Unlike its predecessors, Windows 8 does not have an easy-access 'shutdown button' or option. However, there is a work-around for this which most users seem to be quite satisfied with...

Herewith the step-by-step instructions :

a) Navigate your way 1st to the Desktop.

b) Right-Click on the Desktop and Select 'New', and then Select the 'Shortcut' option.

c) In the box where you type the location, type this instead *shutdown /s /t 0*.

d) Click next and enter a name for the shortcut that you prefer e.g. Shutdown, and then click finish.

e) You can change the Icon of the new shortcut you created on your desktop by Right-Clicking on the Shortcut and Selecting 'Properties', then in the 'Shortcut' tab you will see at the bottom the option to change the Icon. Once you've selected an Icon, click okay twice and it'll take immediate effect.

f) Now you can Right-Click on the newly created Shortcut and select either/both 'Pin to Start' and/or 'Pin to Taskbar' for your easy-access 'shutdown button'.

You can always repeat the above mentioned process in order to create a 'Restart' button too by simply replacing the 'shutdown' part in the above mentioned command with 'restart'.

Hope this helps :dance:


----------



## Junior777 (Jul 25, 2012)

So 7 steps to replace 3? 

1. Windows Key + C
2. Settings
3. Power

Doesnt really seem that hard to get to. But that could just be me. Since I rarely restart or shut down the PC. But still seems a bit excessive when it takes me just as many steps to shut down my phone as it does my PC...


----------



## theunissenriaan (Oct 31, 2012)

Haha thanks Junior777, will remember that one. My post however aims to create a permanent easy-access shut down button for users. After they follow my instructions, they would never have to do either the 7 steps I mentioned, or your 3 step procedure again. It will only then take them 1 simple click to shutdown


----------



## sobeit (Nov 11, 2007)

or you can just pull the plug 

thanks for the steps. I have been too lazy lately to look it up.


----------



## MPR (Aug 28, 2010)

Remember too that you can get to the Win-X menu by right-clicking at the lower left of your screen. The command above (and any other you want) can be easily added to this menu by the freeware utility Win-X Menu Editor.

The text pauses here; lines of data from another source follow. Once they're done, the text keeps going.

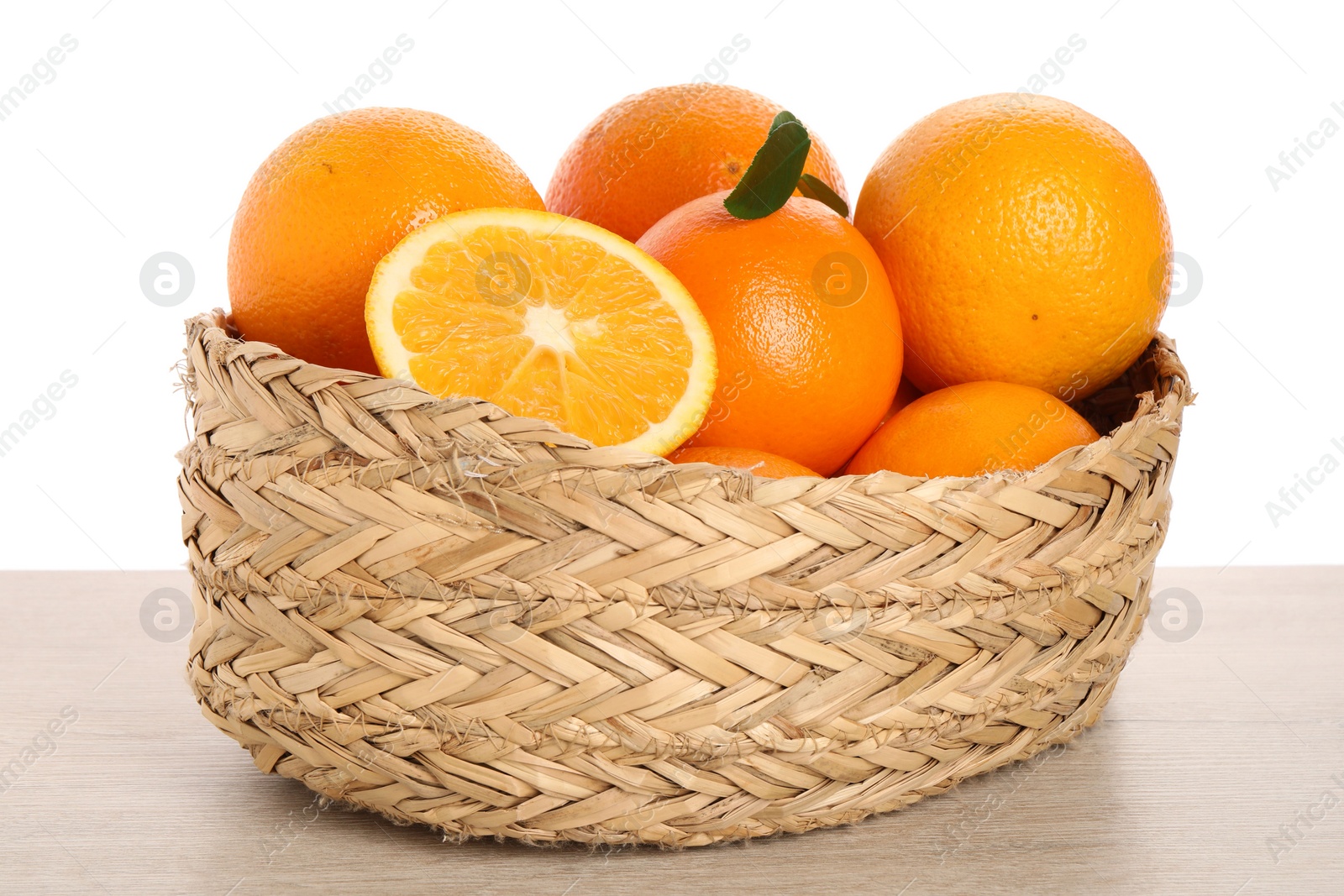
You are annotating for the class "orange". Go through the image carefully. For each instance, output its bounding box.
[668,448,820,479]
[847,381,1098,477]
[882,376,923,423]
[365,208,717,454]
[853,94,1172,401]
[546,83,845,240]
[228,109,542,374]
[638,192,900,475]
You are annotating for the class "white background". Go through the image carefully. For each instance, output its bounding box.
[0,0,1344,569]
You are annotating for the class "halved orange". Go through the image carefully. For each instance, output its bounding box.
[365,208,717,454]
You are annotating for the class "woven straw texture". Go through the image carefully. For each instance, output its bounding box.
[179,312,1192,846]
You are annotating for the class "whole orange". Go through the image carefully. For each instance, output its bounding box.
[546,82,847,242]
[228,109,542,374]
[668,448,820,479]
[638,192,900,475]
[853,94,1172,401]
[847,381,1098,477]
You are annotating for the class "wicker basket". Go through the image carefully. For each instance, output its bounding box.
[179,312,1192,846]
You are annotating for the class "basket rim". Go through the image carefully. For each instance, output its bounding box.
[186,307,1196,489]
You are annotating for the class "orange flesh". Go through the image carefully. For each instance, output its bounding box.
[392,224,694,445]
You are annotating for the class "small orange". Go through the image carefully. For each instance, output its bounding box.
[638,192,900,474]
[668,448,822,479]
[853,92,1172,401]
[847,381,1098,477]
[228,109,542,374]
[546,82,847,242]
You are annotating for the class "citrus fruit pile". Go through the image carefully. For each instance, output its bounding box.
[228,83,1172,478]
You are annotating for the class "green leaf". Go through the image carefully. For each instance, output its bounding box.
[723,120,811,220]
[798,175,849,217]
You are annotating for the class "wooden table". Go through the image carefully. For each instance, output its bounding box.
[0,567,1344,896]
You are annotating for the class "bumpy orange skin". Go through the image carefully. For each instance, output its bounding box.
[638,192,900,475]
[668,448,822,479]
[546,83,848,242]
[847,381,1098,477]
[853,94,1172,401]
[228,109,542,374]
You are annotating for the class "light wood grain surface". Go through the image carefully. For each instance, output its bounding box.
[0,567,1344,896]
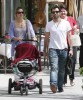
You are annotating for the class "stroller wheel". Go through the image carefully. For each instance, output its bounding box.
[8,78,12,94]
[39,79,42,94]
[25,86,28,95]
[20,86,24,95]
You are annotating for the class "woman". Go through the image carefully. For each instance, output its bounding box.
[8,7,36,57]
[60,5,77,86]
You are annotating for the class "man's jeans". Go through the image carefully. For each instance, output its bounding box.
[49,48,67,88]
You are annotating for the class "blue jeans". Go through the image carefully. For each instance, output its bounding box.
[49,48,67,88]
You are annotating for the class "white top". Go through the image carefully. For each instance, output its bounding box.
[46,19,71,49]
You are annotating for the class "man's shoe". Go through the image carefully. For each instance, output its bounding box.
[50,84,57,93]
[58,87,64,92]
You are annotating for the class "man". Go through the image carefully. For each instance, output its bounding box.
[44,5,72,93]
[77,15,83,67]
[60,5,78,86]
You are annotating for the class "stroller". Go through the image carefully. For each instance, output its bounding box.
[8,43,42,95]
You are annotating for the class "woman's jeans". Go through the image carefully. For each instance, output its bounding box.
[64,46,78,84]
[49,48,67,88]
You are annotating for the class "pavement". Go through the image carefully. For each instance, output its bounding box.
[0,51,83,100]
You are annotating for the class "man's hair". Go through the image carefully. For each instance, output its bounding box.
[51,5,60,12]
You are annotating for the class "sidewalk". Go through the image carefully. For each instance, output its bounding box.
[0,51,83,100]
[0,65,83,100]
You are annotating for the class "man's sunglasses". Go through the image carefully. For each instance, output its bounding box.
[16,11,24,14]
[52,11,60,14]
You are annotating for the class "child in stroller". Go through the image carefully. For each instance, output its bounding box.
[8,43,42,95]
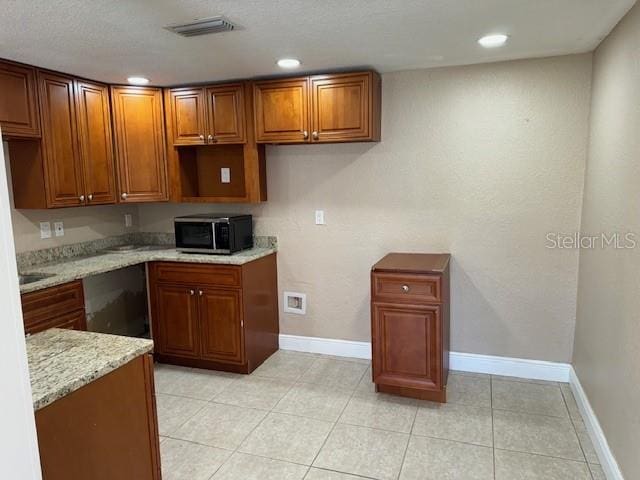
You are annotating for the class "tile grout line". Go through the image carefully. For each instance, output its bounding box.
[209,359,315,480]
[161,354,315,480]
[158,362,592,478]
[305,367,369,476]
[158,356,376,480]
[489,375,496,480]
[396,402,420,480]
[560,382,595,480]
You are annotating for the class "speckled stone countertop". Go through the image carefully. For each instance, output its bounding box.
[20,240,277,293]
[26,328,153,410]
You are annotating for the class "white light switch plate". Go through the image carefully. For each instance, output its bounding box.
[53,222,64,237]
[40,222,51,238]
[220,167,231,183]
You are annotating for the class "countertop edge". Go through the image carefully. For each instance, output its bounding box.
[20,247,278,294]
[33,341,154,411]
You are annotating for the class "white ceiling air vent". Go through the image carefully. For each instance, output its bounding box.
[164,17,236,37]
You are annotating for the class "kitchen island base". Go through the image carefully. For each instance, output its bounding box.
[36,354,162,480]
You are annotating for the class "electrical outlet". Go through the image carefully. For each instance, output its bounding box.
[40,222,51,239]
[284,292,307,315]
[53,222,64,237]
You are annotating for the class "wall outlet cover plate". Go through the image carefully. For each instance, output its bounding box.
[283,292,307,315]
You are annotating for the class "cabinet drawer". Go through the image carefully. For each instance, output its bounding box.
[152,263,241,288]
[22,280,84,325]
[371,272,442,303]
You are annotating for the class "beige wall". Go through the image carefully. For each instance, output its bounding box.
[139,55,591,361]
[3,143,138,252]
[574,5,640,479]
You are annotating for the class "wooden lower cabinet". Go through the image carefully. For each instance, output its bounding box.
[154,284,200,358]
[371,254,449,402]
[35,354,161,480]
[21,280,87,334]
[198,288,243,363]
[149,254,279,373]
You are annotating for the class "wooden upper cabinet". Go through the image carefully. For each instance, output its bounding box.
[38,71,84,208]
[111,87,168,202]
[253,77,309,143]
[75,80,116,205]
[254,72,380,143]
[167,84,246,145]
[0,62,40,137]
[311,72,380,143]
[167,88,207,145]
[206,84,246,143]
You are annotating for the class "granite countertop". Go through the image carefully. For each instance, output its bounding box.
[20,246,277,293]
[26,328,153,410]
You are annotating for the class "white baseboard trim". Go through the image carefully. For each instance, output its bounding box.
[280,334,624,480]
[280,333,371,360]
[449,352,571,382]
[280,334,571,382]
[569,367,624,480]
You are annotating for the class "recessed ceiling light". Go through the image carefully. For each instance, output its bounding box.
[278,58,300,68]
[127,77,149,85]
[478,33,509,48]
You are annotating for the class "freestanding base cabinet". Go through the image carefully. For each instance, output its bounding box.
[371,253,450,402]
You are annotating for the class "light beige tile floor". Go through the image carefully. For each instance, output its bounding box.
[156,351,604,480]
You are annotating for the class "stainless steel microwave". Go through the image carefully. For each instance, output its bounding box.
[174,213,253,255]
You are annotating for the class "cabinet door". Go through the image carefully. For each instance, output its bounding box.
[38,71,85,207]
[111,87,168,202]
[207,84,246,143]
[153,284,199,357]
[76,81,116,205]
[0,62,40,137]
[169,88,207,145]
[311,73,373,142]
[253,77,309,143]
[372,304,442,389]
[198,288,243,363]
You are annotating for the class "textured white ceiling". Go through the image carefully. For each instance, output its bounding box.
[0,0,635,85]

Or, you can get a Start Menu back by using one of the many applications, paid and freeware, that are popping up now since Microsoft decided to alienate its user-base by sabotaging functionality. I use Start8, which has really good support right now (I reported a small bug and it was fixed a week later -- can't say that for Windows 8 itself) and only cast five bucks.


----------



## Junior777 (Jul 25, 2012)

theunissenriaan said:


> Haha thanks Junior777, will remember that one. My post however aims to create a permanent easy-access shut down button for users. After they follow my instructions, they would never have to do either the 7 steps I mentioned, or your 3 step procedure again. It will only then take them 1 simple click to shutdown


I understand what your process does. But the fact is that sometimes people make mistakes when they click on icons. So to have it auto shutdown could actually be destructive to a user.

Your writing a paper for school. You go to the desktop to open the browser for something, you click the wrong icon and BAM. Your PC restarts and you lose all your work.

At least with the 3 steps, they can undo the damage before it is done. :wink::whistling:

Sad part is people complain about how much it takes to shut down Win8 when any smart phone takes just as much to shut down. :facepalm:


----------



## inwell (Sep 21, 2011)

Once you get to the desktop... your very own *ALT+F4* works like a charm..... nothing extra needed..... 

Shut Down/Log Off/Restart..... every thing as usual(using up/down arrow keys)


----------